Still, I will escape one day. I bought my own car with my own money last week for the first time in years, because one of my thoughts was "How can I leave, when both cars are his?" Well now they aren't, one is totally mine 😎Keep going, never give up, you WILL escape one day and so will I.

Hi,

So sorry you are also going through this

I only recently discovered what it was a few months ago, it's almost like someone has hit you in the face with a brick. So many questions and thinking " how have I allowed this to happen " but I think the worst one is " how can someone who professes to care do this"

Absolutely beyond belief

OP posts:
CharlotteCollinsneeLucas · 18/07/2024 16:20

In the case of my ex and a lot of narcissists, I think they can't actually see us as real people in our own right. We are the supporting cast in the drama of their life and he is the centre around which we all orbit. With that unconscious belief, you can kind of see why they get frustrated when we won't play our parts properly. Someone years ago on here described it to me as how you love a pet. You can love your dog, look after it, enjoy its company, meet its needs, but you don't let it sit at the table, because it's a dog! Your priority then is to find out how to modify its behaviour so it is a good dog again.

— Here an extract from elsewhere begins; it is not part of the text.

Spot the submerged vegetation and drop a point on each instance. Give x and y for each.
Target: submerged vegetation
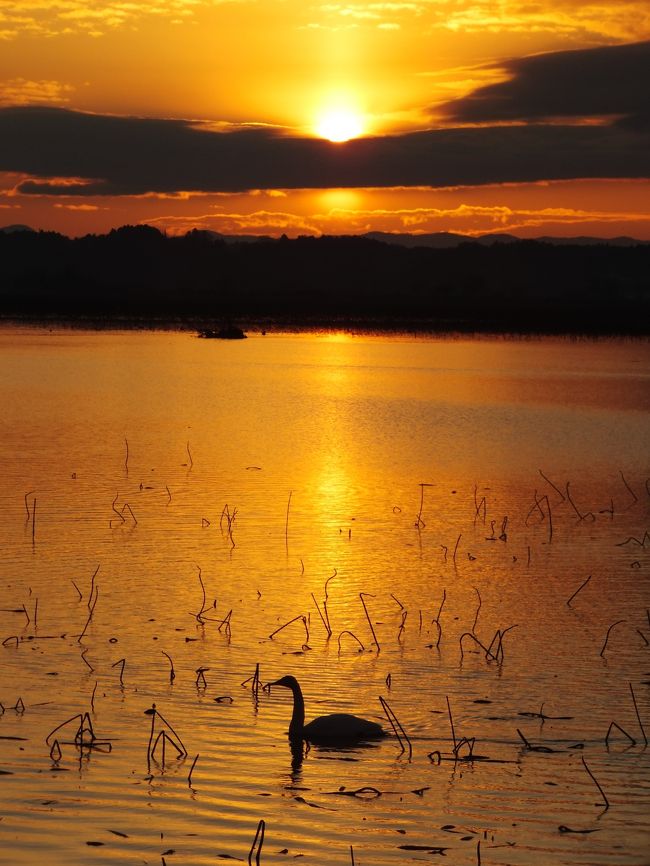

That's us. We're trying to get an equal partnership with someone who, although they might believe they love us, will never see us as equal to them. They can't go against those deeply held unconscious beliefs of their own superiority (or realness!). The manipulation is an effort to get us playing our roles properly again.

when the OH was engaging in a bit of gaslighting last week it didn't bother me BUT I thought "Poor thing, being a narcissist. Imagine living like that, not being able to have normal relationships with people without trying to control them, I'm glad I'm not like that" 😳. I had to have a word with myself and remind myself that this person is totally undeserving of any of my empathy or sympathy, so watch out for that!!

@Turtletunes , I actually think you're detaching healthily there, particularly if you're early on in the process of realising what's going on and adjusting. You are right though that if you act on the empathy or sympathy, it will just be swallowed up in the black hole of his need for attention, and no good will come of it. So you can feel sorry for him, but protect your boundaries and continue to create a life without him. I'm ten years on from leaving my ex and when I think of him at all (which is rarely), I do kind of feel sorry for him. He had a difficult childhood. But I can't help him and I almost lost myself trying.